Bristol weather feed

Moscow weather feed


At the top of the app, the current weather data is being printed, and this can be specified in real time by switching out the RSS feed on the fly. Currently, the temperature is mapped to the 'ground' colour of the forest. If for example, the temperature is below 0 then the ground will turn white.


My main remaining challenge at this point is extracting features from the image to specify the generation of the various trees. A secondary aim is to further make use of the incoming weather data by mapping it to other features within the forest.



Tuesday 13 November 2018

Getting Weather Data

After talking about the project in last weeks session, it was decided that it would be great if the virtual forest could react in real time to some data inputs.

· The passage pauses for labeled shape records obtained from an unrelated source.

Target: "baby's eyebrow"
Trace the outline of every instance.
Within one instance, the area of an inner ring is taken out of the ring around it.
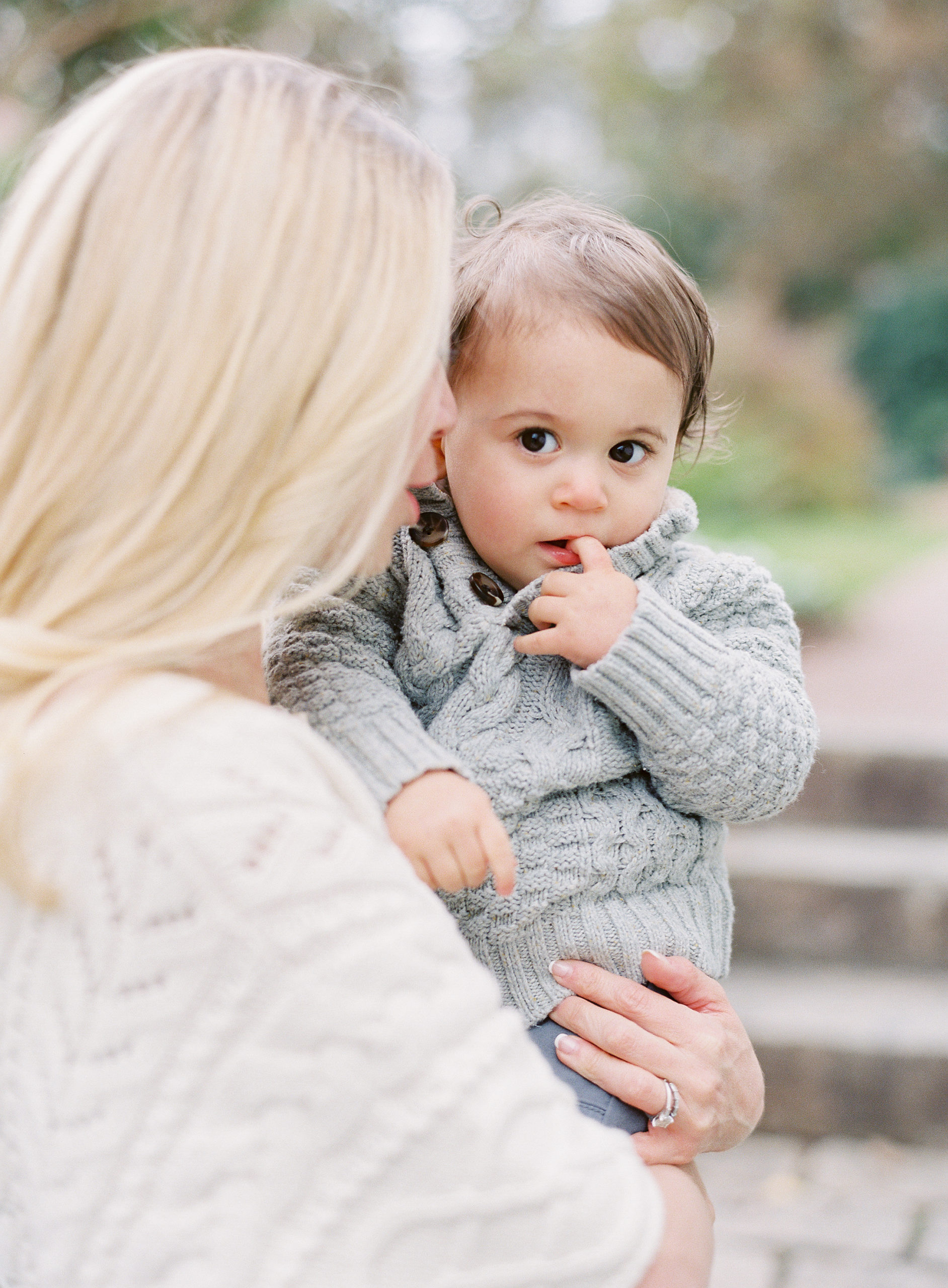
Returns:
[[[616,442],[625,443],[630,438],[654,438],[658,443],[667,442],[665,431],[653,425],[636,425],[635,429],[622,430],[622,437],[617,438]]]
[[[536,411],[532,407],[524,407],[523,411],[507,411],[502,416],[498,416],[497,420],[518,420],[520,416],[536,416],[537,420],[559,420],[559,416],[551,411]]]

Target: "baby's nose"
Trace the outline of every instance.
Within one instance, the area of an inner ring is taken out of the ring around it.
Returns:
[[[607,496],[599,474],[591,469],[571,470],[554,487],[553,504],[573,510],[605,509]]]

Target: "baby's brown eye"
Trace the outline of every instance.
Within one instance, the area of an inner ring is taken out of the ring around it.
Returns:
[[[626,439],[623,443],[616,443],[614,447],[609,448],[611,459],[618,461],[620,465],[638,465],[644,455],[645,448],[641,443],[632,443],[630,439]]]
[[[517,435],[528,452],[555,452],[556,439],[549,429],[524,429]]]

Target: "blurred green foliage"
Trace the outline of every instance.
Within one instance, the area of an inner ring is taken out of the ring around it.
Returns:
[[[907,478],[948,469],[948,274],[913,281],[859,323],[854,368],[882,411]]]

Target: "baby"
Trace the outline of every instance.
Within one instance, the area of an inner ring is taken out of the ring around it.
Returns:
[[[567,1081],[549,963],[726,974],[724,824],[793,800],[815,747],[783,594],[683,541],[694,502],[667,486],[712,349],[696,283],[616,216],[546,198],[468,237],[444,482],[386,572],[268,647],[273,699],[358,769]]]

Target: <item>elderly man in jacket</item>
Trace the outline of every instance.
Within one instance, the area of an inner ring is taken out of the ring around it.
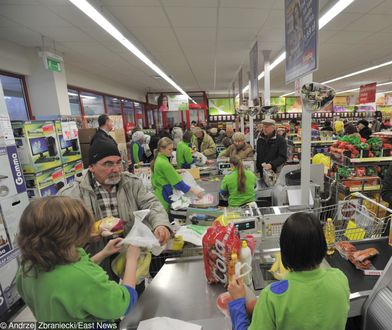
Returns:
[[[149,209],[144,223],[161,244],[167,243],[170,224],[165,209],[138,177],[122,171],[123,162],[117,146],[106,139],[94,141],[89,150],[89,164],[88,170],[61,189],[58,195],[81,199],[96,220],[108,216],[121,218],[125,221],[125,234],[134,224],[133,212]],[[104,245],[103,239],[95,237],[87,251],[94,254]],[[109,264],[102,264],[102,267],[110,273]]]
[[[277,172],[287,160],[286,140],[276,134],[275,120],[262,121],[263,132],[257,140],[257,170],[262,174],[263,168]]]

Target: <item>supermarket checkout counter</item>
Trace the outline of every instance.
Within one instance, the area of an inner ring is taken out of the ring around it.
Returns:
[[[357,248],[360,249],[372,246],[379,250],[380,254],[372,259],[377,269],[384,269],[392,255],[392,247],[386,238],[354,244],[359,244]],[[327,257],[322,267],[337,267],[346,274],[351,290],[349,317],[361,315],[362,306],[379,276],[363,275],[338,253]],[[392,267],[386,269],[382,276],[392,277]],[[221,285],[207,284],[201,256],[168,259],[135,308],[121,322],[120,329],[137,329],[141,320],[158,316],[196,323],[202,325],[204,330],[225,329],[225,318],[216,306],[217,297],[224,291]]]

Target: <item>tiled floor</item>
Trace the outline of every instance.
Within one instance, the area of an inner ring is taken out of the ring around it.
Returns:
[[[32,322],[36,321],[30,308],[25,307],[18,315],[13,319],[15,322]]]

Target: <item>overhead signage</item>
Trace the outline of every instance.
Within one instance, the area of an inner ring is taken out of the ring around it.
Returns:
[[[286,83],[317,70],[318,0],[285,0]]]

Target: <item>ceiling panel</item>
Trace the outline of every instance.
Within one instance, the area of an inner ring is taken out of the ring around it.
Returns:
[[[166,9],[174,27],[215,27],[216,8],[168,7]]]
[[[260,29],[268,17],[263,9],[221,8],[219,26]]]

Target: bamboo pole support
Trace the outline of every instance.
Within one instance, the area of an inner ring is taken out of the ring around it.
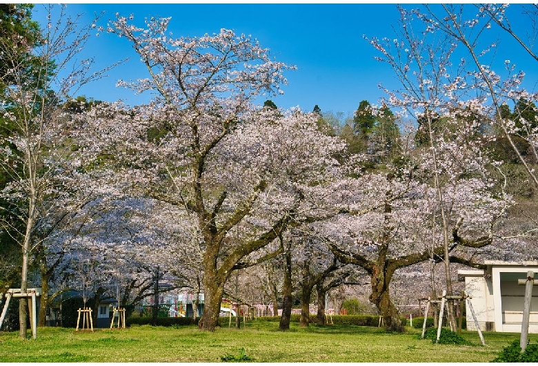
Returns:
[[[430,311],[430,298],[428,298],[428,302],[426,302],[426,309],[424,311],[424,322],[422,324],[422,335],[420,336],[421,339],[424,339],[424,333],[426,332],[426,324],[428,320],[428,313]]]
[[[445,296],[446,296],[446,290],[443,290],[443,299],[441,300],[441,314],[439,316],[439,327],[437,327],[437,339],[436,343],[439,343],[439,338],[441,338],[441,327],[443,326],[443,315],[445,311]]]
[[[6,303],[3,305],[2,315],[0,316],[0,328],[2,327],[2,323],[3,322],[3,319],[4,318],[6,318],[6,314],[8,313],[8,307],[10,305],[10,300],[11,300],[11,293],[8,292],[6,294]]]
[[[79,308],[77,311],[79,312],[79,316],[77,317],[77,329],[74,329],[75,331],[79,330],[79,322],[80,322],[80,308]]]
[[[521,283],[518,280],[518,284]],[[521,352],[527,348],[528,339],[528,325],[530,318],[530,301],[532,298],[532,285],[535,283],[535,273],[532,271],[527,272],[527,279],[525,280],[525,303],[523,307],[523,319],[521,319],[521,334],[519,338],[519,345]]]
[[[477,327],[477,330],[478,331],[478,335],[480,336],[480,340],[482,342],[482,345],[486,345],[486,342],[484,340],[484,336],[482,336],[482,331],[480,330],[480,326],[478,324],[478,320],[477,319],[477,316],[475,315],[475,309],[472,309],[472,304],[471,304],[470,298],[467,298],[467,305],[469,305],[469,310],[471,311],[471,315],[472,315],[472,320],[475,320],[475,326]]]

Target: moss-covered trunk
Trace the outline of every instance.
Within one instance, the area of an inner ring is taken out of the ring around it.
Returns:
[[[282,316],[280,317],[279,329],[280,330],[288,330],[290,329],[290,320],[291,319],[292,308],[292,277],[291,277],[291,253],[286,251],[285,253],[286,266],[284,267],[284,284],[282,286]]]
[[[370,301],[377,307],[383,318],[385,327],[392,331],[404,331],[404,325],[399,312],[390,300],[389,284],[392,276],[392,271],[375,266],[371,273],[372,294]]]
[[[322,285],[316,286],[316,293],[317,294],[317,314],[316,314],[316,324],[318,325],[325,325],[325,296],[327,293],[323,289]]]

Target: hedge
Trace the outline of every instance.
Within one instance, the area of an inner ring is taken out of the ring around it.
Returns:
[[[292,322],[299,322],[301,318],[301,314],[291,314],[290,321]],[[377,327],[379,325],[379,315],[333,315],[331,316],[332,323],[335,325],[362,325],[365,327]],[[268,322],[279,322],[280,316],[263,316],[258,318],[259,320],[266,320]],[[407,318],[401,316],[401,322],[404,325],[407,324]],[[310,315],[310,322],[316,322],[316,316]],[[330,322],[330,320],[329,320]]]
[[[177,318],[157,318],[157,325],[163,327],[170,327],[173,325],[193,325],[198,324],[199,318],[197,318],[194,320],[192,318],[183,318],[178,316]],[[126,319],[126,325],[128,327],[131,325],[150,325],[152,323],[152,318],[150,316],[135,316],[127,318]]]
[[[262,316],[257,318],[259,320],[266,320],[268,322],[279,322],[280,316]],[[299,322],[301,318],[300,314],[291,314],[290,321],[292,322]],[[332,316],[332,323],[335,325],[361,325],[364,327],[377,327],[379,325],[379,315],[333,315]],[[199,318],[196,318],[193,323],[192,318],[157,318],[157,325],[163,327],[170,327],[173,325],[192,325],[198,324]],[[407,324],[407,319],[401,316],[402,324]],[[126,320],[128,327],[131,325],[150,325],[152,318],[149,316],[132,317]],[[310,315],[310,322],[316,322],[316,316]],[[415,323],[415,322],[413,322]],[[422,324],[422,323],[421,323]]]

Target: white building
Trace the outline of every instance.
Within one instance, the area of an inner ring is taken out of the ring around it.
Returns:
[[[538,279],[538,261],[523,262],[486,260],[484,270],[461,270],[458,278],[465,281],[465,292],[471,296],[480,330],[519,333],[521,331],[525,286],[518,285],[527,272]],[[477,330],[467,309],[467,329]],[[532,288],[529,333],[538,333],[538,286]]]

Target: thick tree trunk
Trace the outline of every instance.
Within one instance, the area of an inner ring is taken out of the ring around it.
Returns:
[[[216,282],[208,283],[208,282],[204,279],[203,312],[198,323],[198,327],[201,330],[215,331],[219,326],[219,314],[221,311],[224,286]],[[239,316],[239,314],[236,315]]]
[[[41,273],[41,296],[39,302],[39,318],[38,327],[45,327],[47,321],[47,309],[48,308],[48,281],[50,275]]]
[[[383,272],[383,268],[376,267],[372,273],[372,294],[370,301],[377,307],[383,318],[385,327],[392,331],[404,331],[398,309],[390,300],[388,284],[392,273]]]
[[[316,314],[316,324],[325,325],[325,296],[327,293],[321,286],[316,286],[317,293],[317,314]]]
[[[312,287],[303,286],[301,295],[301,318],[299,322],[299,327],[308,327],[310,322],[310,304],[312,296]]]
[[[30,237],[32,229],[34,227],[32,211],[34,205],[30,202],[30,215],[26,222],[26,233],[23,243],[23,260],[21,269],[21,293],[26,293],[28,289],[28,267],[30,265]],[[32,304],[35,306],[35,304]],[[28,321],[28,301],[26,298],[21,298],[19,301],[19,336],[22,339],[26,339],[26,322]]]
[[[97,316],[99,314],[99,302],[101,302],[101,297],[106,291],[104,288],[99,287],[97,291],[95,291],[93,302],[92,303],[92,321],[94,324],[97,324]]]
[[[284,270],[284,284],[282,286],[282,316],[280,317],[279,329],[286,331],[290,329],[292,308],[292,278],[291,278],[291,253],[286,251],[286,267]]]
[[[159,316],[159,267],[157,267],[153,282],[153,307],[151,308],[151,325],[154,327],[157,324],[157,319]]]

In the real world, external factors from the environment such as wind have an instantly visible effect on trees, other factors including temperature & humidity take time to realise.


In theory, the installation could include several sensors for measuring environmental parameters using physical hardware sensors, however, it would also be interesting too position the virtual forest in different real-world environments. i.e. what would this forest look like right now in California or Syberia?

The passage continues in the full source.